Utils
Submodules
pygenalgo.utils.auxiliary module
- class pygenalgo.utils.auxiliary.SubPopulation(pop_id: int, population: list = <factory>)[source]
Bases:
objectAuxiliary class container used in the IslandModelGA to hold all the subpopulations (one on each island).
- property id: int
Accessor (getter) of the id parameter.
- Returns:
the id value.
- pop_id: int
- population: list
- pygenalgo.utils.auxiliary.apply_corrections(input_population: list[Chromosome], fit_func: Callable | None = None) tuple[int, int][source]
Check the population for invalid genes and correct them by applying directly the random method. It is assumed that the random method of the Gene is always returning a ‘valid’ value for the Gene. After that we need to re-evaluate the chromosome to update its fitness.
- Parameters:
input_population – List(Chromosome) the population we want to apply corrections (if applicable).
fit_func – callable fitness function.
- Returns:
the number of corrected genes and the additional function evaluations.
- pygenalgo.utils.auxiliary.average_hamming_distance(population: list[Chromosome], normal: bool = True) float[source]
Computes the average Hamming distance of a population.
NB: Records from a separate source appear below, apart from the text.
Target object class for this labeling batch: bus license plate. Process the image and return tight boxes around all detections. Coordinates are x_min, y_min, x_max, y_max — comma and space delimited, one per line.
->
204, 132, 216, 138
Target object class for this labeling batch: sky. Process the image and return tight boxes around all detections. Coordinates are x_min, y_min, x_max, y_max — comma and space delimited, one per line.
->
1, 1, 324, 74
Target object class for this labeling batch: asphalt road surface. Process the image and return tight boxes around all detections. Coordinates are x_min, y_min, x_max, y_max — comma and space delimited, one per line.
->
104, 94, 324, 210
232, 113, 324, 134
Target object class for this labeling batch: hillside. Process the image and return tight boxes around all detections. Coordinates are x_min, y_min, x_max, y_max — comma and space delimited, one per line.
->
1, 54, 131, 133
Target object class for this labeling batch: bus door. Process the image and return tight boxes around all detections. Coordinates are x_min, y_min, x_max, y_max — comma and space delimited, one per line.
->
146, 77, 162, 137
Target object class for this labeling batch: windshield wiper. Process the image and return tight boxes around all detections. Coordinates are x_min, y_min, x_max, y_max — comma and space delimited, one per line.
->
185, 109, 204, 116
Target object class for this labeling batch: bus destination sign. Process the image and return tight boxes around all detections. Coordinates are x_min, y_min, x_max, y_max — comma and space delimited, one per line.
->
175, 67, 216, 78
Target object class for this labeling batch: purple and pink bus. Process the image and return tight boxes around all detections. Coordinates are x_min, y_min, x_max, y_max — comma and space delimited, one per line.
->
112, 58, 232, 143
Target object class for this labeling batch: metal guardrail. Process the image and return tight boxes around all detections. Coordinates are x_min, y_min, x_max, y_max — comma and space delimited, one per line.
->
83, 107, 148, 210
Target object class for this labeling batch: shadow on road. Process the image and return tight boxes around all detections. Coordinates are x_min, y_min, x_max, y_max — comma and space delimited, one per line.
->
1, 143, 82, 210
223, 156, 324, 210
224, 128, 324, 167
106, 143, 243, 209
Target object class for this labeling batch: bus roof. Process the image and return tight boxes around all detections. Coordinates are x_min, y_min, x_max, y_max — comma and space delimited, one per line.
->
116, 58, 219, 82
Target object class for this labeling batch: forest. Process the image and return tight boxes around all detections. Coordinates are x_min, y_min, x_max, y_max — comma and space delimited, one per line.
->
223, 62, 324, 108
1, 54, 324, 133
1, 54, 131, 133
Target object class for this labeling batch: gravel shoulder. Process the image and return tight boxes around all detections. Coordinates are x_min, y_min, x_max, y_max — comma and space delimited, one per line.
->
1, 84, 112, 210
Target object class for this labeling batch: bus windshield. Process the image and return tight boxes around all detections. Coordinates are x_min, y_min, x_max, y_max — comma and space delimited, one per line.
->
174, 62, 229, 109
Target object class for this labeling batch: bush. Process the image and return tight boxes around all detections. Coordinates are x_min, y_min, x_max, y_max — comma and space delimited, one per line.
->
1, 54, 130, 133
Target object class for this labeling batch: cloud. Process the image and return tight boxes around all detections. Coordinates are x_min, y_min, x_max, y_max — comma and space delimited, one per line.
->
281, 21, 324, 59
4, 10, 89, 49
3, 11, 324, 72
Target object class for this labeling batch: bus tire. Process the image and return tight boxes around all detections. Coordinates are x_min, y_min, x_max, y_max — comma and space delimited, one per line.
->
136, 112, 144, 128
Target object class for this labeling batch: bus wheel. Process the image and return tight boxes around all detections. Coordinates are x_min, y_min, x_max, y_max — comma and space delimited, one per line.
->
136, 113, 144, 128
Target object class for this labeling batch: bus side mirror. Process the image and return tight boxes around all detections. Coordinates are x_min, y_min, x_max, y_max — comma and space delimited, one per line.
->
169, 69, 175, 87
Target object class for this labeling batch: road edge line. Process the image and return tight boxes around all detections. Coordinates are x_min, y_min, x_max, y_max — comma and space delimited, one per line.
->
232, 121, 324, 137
We use this to measure the similarity in the whole population of chromosomes.
- Parameters:
population – List(Chromosome) the population we want to compute the average Hamming distance.
normal – (bool) flag that requires the return of the normalized average distance.
- Returns:
(float) the total number of differences, in the genes, divided by the total number of genes compared.
pygenalgo.utils.utilities module
- pygenalgo.utils.utilities.clamp(x: int | float, x_lower: int | float, x_upper: int | float) int | float[source]
Clamps a value within a specified range.
- Parameters:
x – value to clamp.
x_lower – lower bound.
x_upper – upper bound.
- Returns:
clamped value.
- pygenalgo.utils.utilities.cost_function(func: Callable | None = None, minimize: bool = False)[source]
Decorator for the function that we want to optimize. The default setting is maximization.
- Parameters:
func – the function to be optimized.
minimize – if ‘True’ it will return the negative function value to allow for the minimization. Default is set to ‘False’.
- Returns:
the ‘function_wrapper’ method.
- pygenalgo.utils.utilities.np_cdist(x_pos: ndarray[Any, dtype[ScalarType]], scaled: bool = False) ndarray[Any, dtype[ScalarType]][source]
This is equivalent to the scipy.spatial.distance.cdist method with Euclidean distance metric. It is a tailored version for the purposes of the multimodal operation mode.
- Parameters:
x_pos – a ndarray of positions. The dimensions of the input array should be [n_rows, n_cols], where n_rows is the number of particles and n_cols are the number of positions. In special 3D cases the input can have a shape of [n_sample, n_rows, n_cols], in these cases the input will be first reshaped to [n_sample, (n_rows*n_cols)] before we continue.
scaled – boolean flag that allows the input array to be scaled, using the MaxAbsScaler, before computing the distances.
- Returns:
a square [n_rows, n_rows] ndarray of distances.
- pygenalgo.utils.utilities.np_pareto_front(points: ndarray[Any, dtype[ScalarType]]) ndarray[Any, dtype[ScalarType]][source]
Simple function that calculates the Pareto (optimal) front points from a given input points numpy array.
- Parameters:
points – array of points [(fx1, fx2, …, fxn), (fy1, fy2, …, fyn), ……………….., (fk1, fk2, …, fkn)]
- Returns:
array of points that lie on the Pareto front.
- pygenalgo.utils.utilities.pareto_dominance(point_a: tuple | list, point_b: tuple | list) bool[source]
Implements a shortcut version of the Pareto dominance condition:
all(p <= q for p, q in zip(point_i, point_j)) && any(p < q for p, q in zip(point_i, point_j))
NOTE: It is assumed that both points have the same size (length).
- Parameters:
point_a – the first point (as tuple or list).
point_b – the second point (as tuple or list).
- Returns:
if the condition is satisfied.
- pygenalgo.utils.utilities.pareto_front(points: list) list[source]
Simple function that calculates the Pareto (optimal) front points from a given input points list.
NOTE: The function is working directly with lists, even though it can be optimized using numpy arrays.
- Parameters:
points – list of points [(fx1, fx2, …, fxn), (fy1, fy2, …, fyn), ……………….., (fk1, fk2, …, fkn)]
- Returns:
List of points that lie on the Pareto front.